W3C home > Mailing lists > Public > public-tracking@w3.org > July 2012

Re: Frequency Capping

From: Roy T. Fielding <fielding@gbiv.com>
Date: Fri, 13 Jul 2012 13:45:26 -0700
Cc: Peter Eckersley <peter.eckersley@gmail.com>, W3C DNT Working Group Mailing List <public-tracking@w3.org>
Message-Id: <81D6E402-E454-4903-B69D-5BFC8C96264F@gbiv.com>
To: Tamir Israel <tisrael@cippic.ca>
On Jul 13, 2012, at 9:01 AM, Tamir Israel wrote:
> Yes. But as a third party. If we really want to be sticklers about this:
> <http://tools.ietf.org/html/rfc2965> 

The relevant spec is RFC 6265: http://www.rfc-editor.org/rfc/rfc6265.txt

> If there are limited security justifications for tracking, it may be useful to discuss these.

No, it wouldn't be useful to discuss them on a public list, and
I didn't say the ID cookies are being used for tracking or collecting
personal information.

>> ID cookies are not a significant privacy concern if data retention
>> is constrained in the ways already outlined for frequency capping.
> 
> It is a significant privacy concern if users are not able to say: I don't trust server X. I've expressed my intention not to be tracked [DNT-1] (so I assume server X is no longer tracking me for any reason), and I do not wish to grant server X any type of exception. Because I don't trust them. 

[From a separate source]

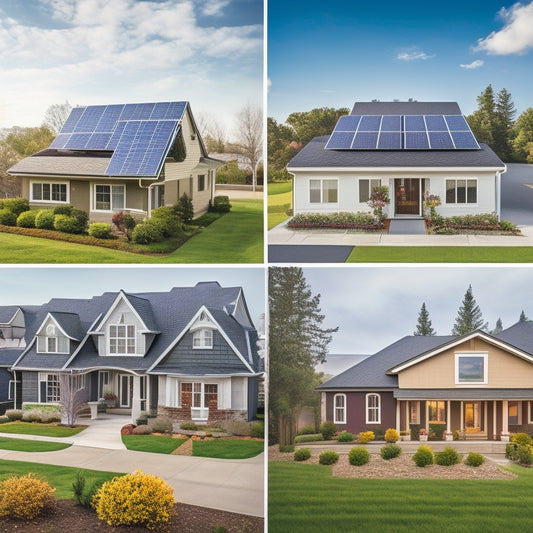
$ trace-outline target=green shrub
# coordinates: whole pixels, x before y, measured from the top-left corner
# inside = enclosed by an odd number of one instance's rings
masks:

Then don't send requests to them.  That kind of distrust can be handled
entirely within the browser.  If you trust a server enough to think that
an extra eight bytes of information in the form of DNT:1 is sufficient
to protect your privacy, then you can trust them not to retain the
information that would be privacy sensitive even if an ID cookie is
part of the exchange.

If you don't trust the server, DNT:1 is a total waste of bytes.